Commercial property management or residential property management? Both share some similar points, but subtle differences will leave you seeking a different direction altogether. The truth is, there is no wrong answer to this question; it’s all just a matter of what best suits your lifestyle.
Maintenance fees are certainly one of the most important components when considering Commercial Property Management. Understanding how these fees are calculated can help you decide to go with a particular company or management firm. The majority of companies base their prices on the square footage of the property and the number of commercial tenants. It is also common for some companies to add vacancy fees, property taxes, and late fee charges. While it may be true that all of these elements are included in your monthly payment, they may also be assessed separately from your regular monthly price.
As with any other type of fee, commercial property managers are not required to disclose their expenses. They are not even necessary to discuss these fees with the landlord or management company in many cases. This can make it difficult for you to ask the question, how much are these monthly fees? That is why you should understand precisely how they are calculated before you agree to anything. Otherwise, you could find yourself paying hundreds of dollars extra, or even worse, being dropped by your landlord or management company.
There are, however, several things you can do to avoid the confusion over “how much are they charging?” Ask to see copies of last year’s rent receipts. These receipts will outline all of the different charges your landlord or management company has assessed against the commercial property for rent. Look specifically at the late fee and the pet fee. This information will often not appear on the receipts until you negotiate with your new landlord or management company. By the time you request these receipts, many tenants have already been in the property for several months, making it clear that these two fees are standard.
When you have determined the fees you will be charged by your real estate property manager or landlord; you need to decide if this fits your lifestyle and your goals for your future.
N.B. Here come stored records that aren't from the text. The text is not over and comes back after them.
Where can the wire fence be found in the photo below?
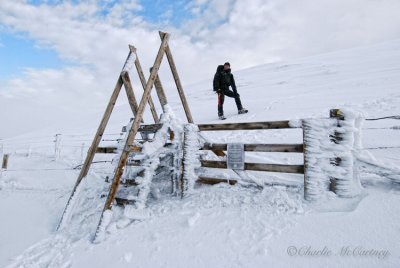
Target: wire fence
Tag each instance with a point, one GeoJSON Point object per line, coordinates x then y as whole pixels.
{"type": "Point", "coordinates": [75, 145]}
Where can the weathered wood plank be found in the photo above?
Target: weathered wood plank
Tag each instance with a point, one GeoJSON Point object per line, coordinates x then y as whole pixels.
{"type": "Point", "coordinates": [95, 143]}
{"type": "Point", "coordinates": [143, 82]}
{"type": "Point", "coordinates": [106, 150]}
{"type": "Point", "coordinates": [212, 181]}
{"type": "Point", "coordinates": [160, 92]}
{"type": "Point", "coordinates": [134, 129]}
{"type": "Point", "coordinates": [245, 126]}
{"type": "Point", "coordinates": [113, 150]}
{"type": "Point", "coordinates": [290, 148]}
{"type": "Point", "coordinates": [150, 128]}
{"type": "Point", "coordinates": [299, 169]}
{"type": "Point", "coordinates": [177, 80]}
{"type": "Point", "coordinates": [4, 165]}
{"type": "Point", "coordinates": [129, 92]}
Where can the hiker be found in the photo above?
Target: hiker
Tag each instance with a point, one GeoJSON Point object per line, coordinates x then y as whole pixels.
{"type": "Point", "coordinates": [222, 80]}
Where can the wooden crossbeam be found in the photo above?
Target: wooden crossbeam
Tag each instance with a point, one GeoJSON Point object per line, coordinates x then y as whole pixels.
{"type": "Point", "coordinates": [143, 82]}
{"type": "Point", "coordinates": [245, 126]}
{"type": "Point", "coordinates": [129, 92]}
{"type": "Point", "coordinates": [212, 181]}
{"type": "Point", "coordinates": [177, 80]}
{"type": "Point", "coordinates": [134, 129]}
{"type": "Point", "coordinates": [95, 143]}
{"type": "Point", "coordinates": [231, 126]}
{"type": "Point", "coordinates": [299, 169]}
{"type": "Point", "coordinates": [287, 148]}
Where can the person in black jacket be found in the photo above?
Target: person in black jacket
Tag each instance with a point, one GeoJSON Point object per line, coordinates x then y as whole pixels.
{"type": "Point", "coordinates": [223, 79]}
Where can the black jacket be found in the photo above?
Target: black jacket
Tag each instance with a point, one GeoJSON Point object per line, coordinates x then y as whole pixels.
{"type": "Point", "coordinates": [223, 79]}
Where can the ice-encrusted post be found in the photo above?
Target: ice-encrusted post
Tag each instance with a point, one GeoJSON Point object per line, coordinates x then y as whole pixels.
{"type": "Point", "coordinates": [191, 146]}
{"type": "Point", "coordinates": [336, 137]}
{"type": "Point", "coordinates": [316, 181]}
{"type": "Point", "coordinates": [344, 180]}
{"type": "Point", "coordinates": [329, 148]}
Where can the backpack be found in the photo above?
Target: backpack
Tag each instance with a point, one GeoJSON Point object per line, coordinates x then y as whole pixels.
{"type": "Point", "coordinates": [216, 81]}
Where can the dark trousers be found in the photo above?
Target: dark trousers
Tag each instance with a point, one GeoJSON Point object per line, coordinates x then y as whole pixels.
{"type": "Point", "coordinates": [221, 98]}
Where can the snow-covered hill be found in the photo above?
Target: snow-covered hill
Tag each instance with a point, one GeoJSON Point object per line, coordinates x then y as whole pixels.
{"type": "Point", "coordinates": [222, 226]}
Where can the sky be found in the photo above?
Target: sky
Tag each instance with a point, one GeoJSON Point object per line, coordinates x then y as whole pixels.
{"type": "Point", "coordinates": [63, 57]}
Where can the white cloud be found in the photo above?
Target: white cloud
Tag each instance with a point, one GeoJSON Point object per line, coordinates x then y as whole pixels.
{"type": "Point", "coordinates": [244, 32]}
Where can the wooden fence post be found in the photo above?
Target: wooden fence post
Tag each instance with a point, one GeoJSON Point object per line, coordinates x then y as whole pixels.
{"type": "Point", "coordinates": [5, 161]}
{"type": "Point", "coordinates": [336, 138]}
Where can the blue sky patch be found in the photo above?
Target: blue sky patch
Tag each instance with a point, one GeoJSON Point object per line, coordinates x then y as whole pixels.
{"type": "Point", "coordinates": [18, 52]}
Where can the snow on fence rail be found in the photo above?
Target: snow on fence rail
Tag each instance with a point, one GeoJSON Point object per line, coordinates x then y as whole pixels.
{"type": "Point", "coordinates": [330, 148]}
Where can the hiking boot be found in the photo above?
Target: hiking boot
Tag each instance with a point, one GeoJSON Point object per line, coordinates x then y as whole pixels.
{"type": "Point", "coordinates": [243, 111]}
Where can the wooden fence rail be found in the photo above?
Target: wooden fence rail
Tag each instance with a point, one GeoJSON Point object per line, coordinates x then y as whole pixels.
{"type": "Point", "coordinates": [287, 148]}
{"type": "Point", "coordinates": [299, 169]}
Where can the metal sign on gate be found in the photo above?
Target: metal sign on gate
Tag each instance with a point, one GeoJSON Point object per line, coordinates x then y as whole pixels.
{"type": "Point", "coordinates": [235, 157]}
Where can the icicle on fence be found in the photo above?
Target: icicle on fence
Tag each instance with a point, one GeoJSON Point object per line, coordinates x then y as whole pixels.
{"type": "Point", "coordinates": [330, 147]}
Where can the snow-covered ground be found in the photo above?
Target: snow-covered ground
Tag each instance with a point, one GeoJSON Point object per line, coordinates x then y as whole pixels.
{"type": "Point", "coordinates": [221, 225]}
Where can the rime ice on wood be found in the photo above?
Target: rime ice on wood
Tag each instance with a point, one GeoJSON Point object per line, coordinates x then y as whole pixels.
{"type": "Point", "coordinates": [191, 158]}
{"type": "Point", "coordinates": [330, 146]}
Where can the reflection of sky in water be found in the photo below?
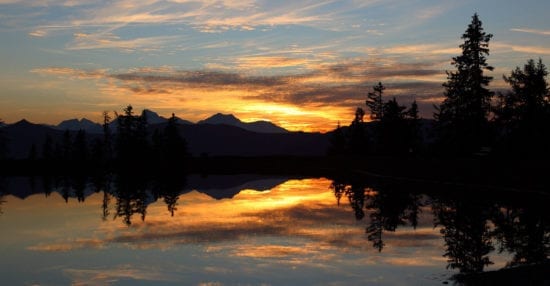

One consideration is whether the fees you are being charged will help you achieve your financial goals. If you are looking for a career change and want to be paid well for your career, this may not be your career path. However, suppose you have never worked in the real estate field and do not see yourself needing to change this career. In that case, you may want to consider pursuing the opportunities associated with the residential property management or commercial property management industry.
Whether you are a new landlord or property manager who needs to evaluate your options, or you are a property owner who wants to find out if this is the right career path for you, there are several things you should consider before you make the final decision. Perhaps the best place to start is a good, thorough understanding of the difference between residential property management and commercial property management. Simply put, there are differences between the two. One of the first steps to understanding these differences is to contact a certified residential property manager. In contrast, a more experienced property manager may prefer to work with a more professional commercial real estate broker. While you do not need to have extensive knowledge of all the ins and outs of both types of property management, having at least an appreciation for the differences will be helpful in your decision when choosing between the two.
The next step you will want to take when choosing between commercial property managers is to understand the difference between retail shopping malls and shopping centers. When you are leasing space to retail tenants, you will be responsible for collecting rent and security deposits from your tenants. In addition, you will be responsible for overseeing repairs and maintaining a clean, safe, comfortable environment for your tenants. On the other hand, when you are managing shopping centers, you will be responsible for supervising the cleaning of the property, hiring employees, advertising and marketing the center, managing tenants, and managing the complex’s finances. Therefore, you will need to have extensive finance, operations, property management, and retail leasing background if you seek to address shopping malls.
Finally, you will want to consider whether or not your prospective landlord is licensed to manage commercial properties. Most landlords will not be permitted. However, some exceptions do exist. Before hiring the services of your new landlord, be sure to perform a background check and verify the licensing status. Additionally, find out whether or not the landlord has experience maintaining a particular property, as this experience could be vital to your success.